Douglass C. North was born in 1920 in Cambridge, Massachusetts. He attended college at the University of California in Berkeley and majored in political science, economics and philosophy. Upon graduation, he decided to pursue his studies in law school, but it coincided with World War II. As he later wrote in his autobiography, “because of the strong feeling that I did not want to kill anybody, I joined the Merchant Marine when I graduated from Berkeley”. The three years he spent on the sea provided him with a great opportunity to read, and these readings convinced him to become an economist.
After WWII, he continued his studies at Berkeley and received his PhD in 1952. His dissertation was about the history of life insurance in the United States. North began a career of teaching which continued for nearly seven decades.
North strongly believed that to understand how markets function in a society, we should first analyze the nation’s institutions. He argued that traditional economics fails to explain how markets embed in institutions.
In the 60s, Douglass North introduced a new field in economics: Cliometrics. Cliometrics is a novel way to study economic history, through means of mathematical and quantitative methods. His first book, The Economic Growth of the United States from 1790 to 1860, reflects on this point. Before him, economic history was merely a descriptive area. However, in 1977, North came to realize that although Cliometrics can test explanations for historical change, it cannot propose new explanations for economic growth.

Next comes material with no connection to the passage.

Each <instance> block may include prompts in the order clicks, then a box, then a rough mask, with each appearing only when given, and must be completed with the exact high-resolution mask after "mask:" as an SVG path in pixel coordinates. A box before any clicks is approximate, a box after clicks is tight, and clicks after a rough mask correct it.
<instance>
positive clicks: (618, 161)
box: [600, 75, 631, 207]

According to his article “Institutions, Institutional Change and Economic Performance” which he wrote in 1990, institutions are constraints devised by people and imposed on their political, economic, and social behavior; they include habits and customs as well as formal constraints such as laws. He then tried to explain the impacts of institutions on individual behavior and economic performance, making him the father of new institutionalist economics. Institutions, as North believed, affect both economic performance and the market because institutions are all about human beings – how they interact with one another and how they structure their world. These institutions affect the costs of producing goods, the ability to sell goods, and thus economic growth rates.
In 1993, Douglass North was awarded Nobel Prize in economics, along with Robert Fogel, for “having renewed research in economic history by applying economic theory and quantitative methods in order to explain economic and institutional change.”
He died in 2015 because of esophageal cancer. He was 95.